There has been quite a stir and protest over the killing of retired major Sinha in Cox’s Bazar, but hardly any protests were heard about similar killings in the past. Why?
There is no thinking in the country. This lack of thinking is the biggest indication of disaster
The professor was clear in this reply, “The government and everyone else is placing more importance on this killing because a retired army officer was shot dead. Actually all killings should be given importance. No extrajudicial killing is acceptable. Bangladesh is being tagged as a country bereft of justice.”
Next, appraising the education system of the country, the academic said that there were gross errors in the country’s education policy and system. That is why the standard of education had deteriorated. The entire country was run by such policy and system. There was no move or movement from any quarter to improve the state of affairs. “Actually this is a national failure,” he said, “And the entire country is to blame. But those who are powerful, are all the more to blame.”

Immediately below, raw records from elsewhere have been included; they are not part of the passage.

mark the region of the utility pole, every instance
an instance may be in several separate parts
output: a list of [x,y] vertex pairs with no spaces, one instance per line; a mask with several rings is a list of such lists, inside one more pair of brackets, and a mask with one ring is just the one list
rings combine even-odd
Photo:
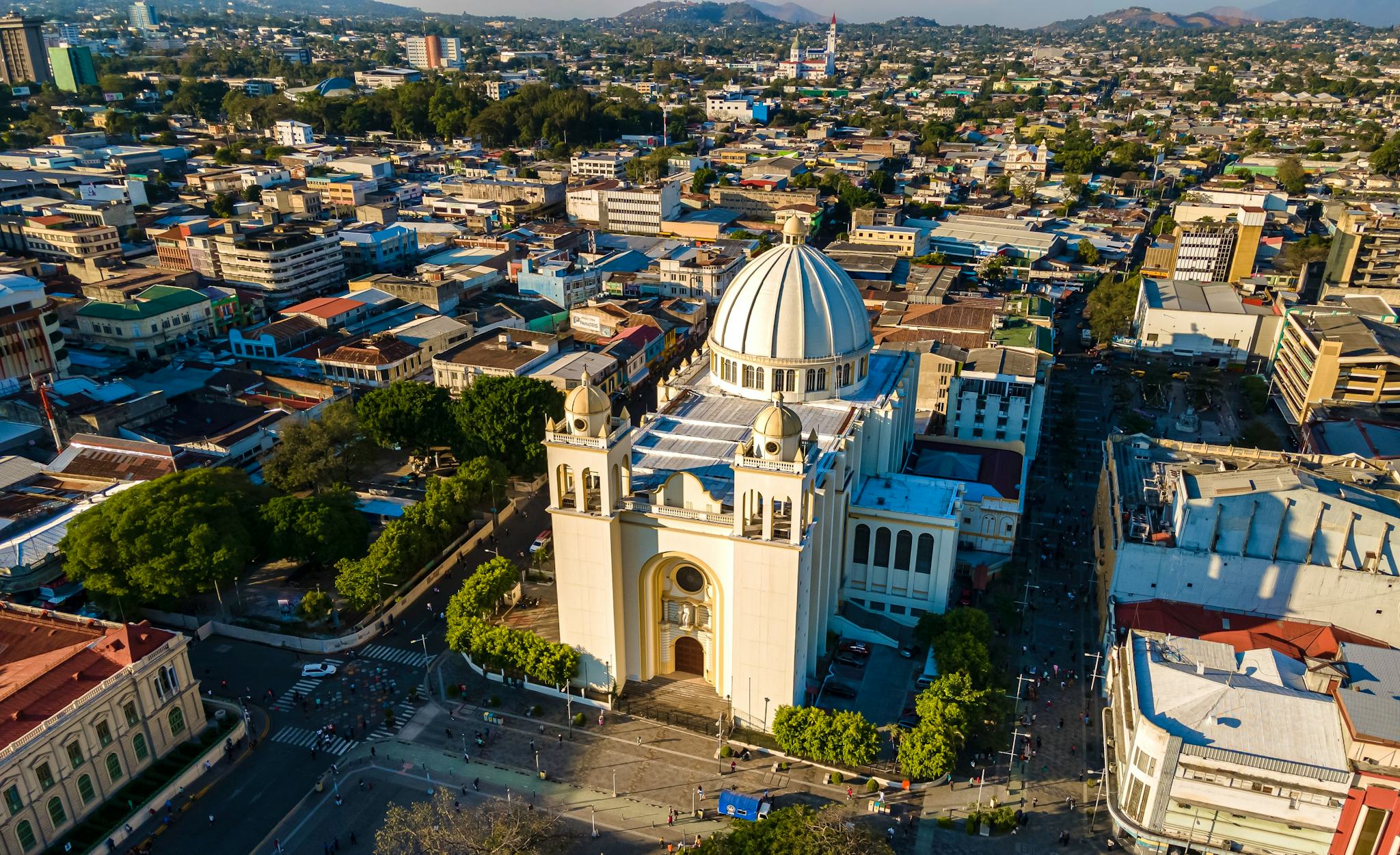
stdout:
[[1093,681],[1095,680],[1103,680],[1103,674],[1099,673],[1099,660],[1103,659],[1103,653],[1095,650],[1093,653],[1085,653],[1084,657],[1093,660],[1093,673],[1089,674],[1089,691],[1092,692],[1093,691]]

Bangladesh has seen much economic development, but on the flip side, the gap between the rich and the poor has grown. How can this be addressed?
“This must be resolved,” came the firm reply. “There is need for moral growth of both the people and the leadership. This applies to the entire world. This calls for national as well as global discussion. Fundamental restructuring of the state system and the world order is necessary.”
The question was then asked: your writings reflect concern about the state and politics, but what is the resolution?
“I express my concerns over the crises and I offer solutions too. Thought is needed and so is work. But political parties of sound character are needed to carry out the work. Change must be brought about through political movement.”
“There is a booklet ‘Atash Dofa: Amader Mukti O Unnotir Karmashuchi’ (28-Points: Programme for our Freedom and Development) which I have been using for 16 years as a directive. This must be implemented. I haven’t found anything better that this.”
When his son Dipon was killed by militants, Abul Kashem Fazlul Haque had said in angry frustration, “I do not seek justice.” But justice is a fundamental right. What is happening about the trial for Dipon’s killing?
“On 30 October it will be 5 years that Dipon was killed. The hearing of the case began just before the outbreak of coronavirus. Three or four days of the hearing took place and then it was halted because of coronavirus,” said Abul Kashem Fazlul Haque.
Does Abul Kashem Fazlul Haque have freedom as a writer? Does he face threats?
Over the past 10 years, the writer replied, freedom of expression and self-expression has been crushed by the government’s laws, court orders and so on. Students, youth, young university teachers are being arrested and imprisoned for their statements on Facebook. An abnormal political situation prevails in the country. More than the government, it is the ruling party that wields its power in such a manner at every level of the society that the people are too afraid to speak out for justice and law. The political situation is totally abnormal. The intellectuals too are in the ruling party grasp. There is no thinking in the country. This lack of thinking is the biggest indication of disaster.